The council launched a consultation on the plans six weeks ago. If approved by the borough’s ruling cabinet, it would see plastic waste sent to its solid recovery fuel plant together with other household waste.

At the plant, the rubbish is squashed into large pallets of industrial fuel and burned at high temperatures at cement-making factories.

However, some commentators were unimpressed.

Simon Ellin, of the Recycling Association, criticised the extraordinary moves. He told the BBC: "We don't have enough capacity in the UK and we do have to export a lot of our materials but if you collect it properly - and Swindon haven't - than you have unlimited markets.

"If you don't do it properly and you jumble it all together than you're not going to find a market. Swindon haven't done it properly."
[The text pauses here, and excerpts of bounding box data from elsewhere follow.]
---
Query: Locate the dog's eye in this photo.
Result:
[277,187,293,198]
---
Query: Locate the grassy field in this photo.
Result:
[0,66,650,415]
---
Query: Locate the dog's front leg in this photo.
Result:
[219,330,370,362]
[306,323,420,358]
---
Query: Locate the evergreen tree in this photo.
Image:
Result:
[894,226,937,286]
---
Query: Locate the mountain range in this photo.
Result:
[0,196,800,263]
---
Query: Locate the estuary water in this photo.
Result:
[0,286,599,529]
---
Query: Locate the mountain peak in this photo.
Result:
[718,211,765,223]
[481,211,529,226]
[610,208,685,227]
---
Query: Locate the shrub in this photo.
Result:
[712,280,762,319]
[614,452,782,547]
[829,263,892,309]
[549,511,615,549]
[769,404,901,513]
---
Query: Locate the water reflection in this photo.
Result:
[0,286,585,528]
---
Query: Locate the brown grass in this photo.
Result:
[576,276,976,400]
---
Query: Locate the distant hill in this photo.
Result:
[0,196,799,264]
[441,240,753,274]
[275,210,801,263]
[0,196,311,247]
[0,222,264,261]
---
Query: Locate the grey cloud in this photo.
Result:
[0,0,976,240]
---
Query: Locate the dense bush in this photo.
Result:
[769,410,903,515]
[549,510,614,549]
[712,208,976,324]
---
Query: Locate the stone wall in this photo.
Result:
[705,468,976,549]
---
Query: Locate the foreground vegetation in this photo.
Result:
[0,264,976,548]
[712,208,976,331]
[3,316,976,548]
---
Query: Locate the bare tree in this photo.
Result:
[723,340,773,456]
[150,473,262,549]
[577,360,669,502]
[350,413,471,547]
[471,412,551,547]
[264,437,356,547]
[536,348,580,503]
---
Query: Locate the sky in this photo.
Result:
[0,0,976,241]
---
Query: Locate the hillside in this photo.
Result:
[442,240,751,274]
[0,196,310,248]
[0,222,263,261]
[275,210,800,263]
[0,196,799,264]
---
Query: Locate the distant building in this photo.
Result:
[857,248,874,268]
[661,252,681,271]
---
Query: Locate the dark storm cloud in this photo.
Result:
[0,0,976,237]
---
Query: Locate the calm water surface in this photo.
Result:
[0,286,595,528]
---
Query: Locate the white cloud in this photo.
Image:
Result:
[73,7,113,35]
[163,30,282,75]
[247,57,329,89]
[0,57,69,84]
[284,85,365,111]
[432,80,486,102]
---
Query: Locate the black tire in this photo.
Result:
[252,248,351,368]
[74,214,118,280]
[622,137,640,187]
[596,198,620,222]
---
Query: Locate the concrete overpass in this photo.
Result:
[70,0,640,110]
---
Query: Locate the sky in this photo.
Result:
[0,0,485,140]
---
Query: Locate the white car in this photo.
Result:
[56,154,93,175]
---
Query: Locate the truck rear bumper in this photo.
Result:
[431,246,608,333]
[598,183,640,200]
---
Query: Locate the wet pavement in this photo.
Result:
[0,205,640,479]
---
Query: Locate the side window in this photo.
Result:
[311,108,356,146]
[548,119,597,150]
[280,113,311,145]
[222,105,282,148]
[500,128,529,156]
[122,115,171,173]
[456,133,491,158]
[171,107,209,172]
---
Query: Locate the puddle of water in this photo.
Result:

Coun Maureen Penny, cabinet member for the environment, told the ITV that Swindon Borough Council had proposed the no-plastics rules over concerns about waste supposedly sent for recycling actually ending up in landfill sites.

She said: "With advice from the National Audit Agency and the Environment Agency where we're not quite sure where our plastics end up, Swindon is making a very bold move to look at doing something different until we can get that market sorted out properly.”

The Local Government Association said waste import bans from countries like China are costing councils an extra £500,000 a year in higher charges from firms processing the waste and lost income.

Martin Tett, LGA environment spokesman, said: "It is essential that the government provide support to help councils offset the loss of income they face as a result of the [China] ban."

A public consultation on the council’s proposed waste strategy ended on Friday.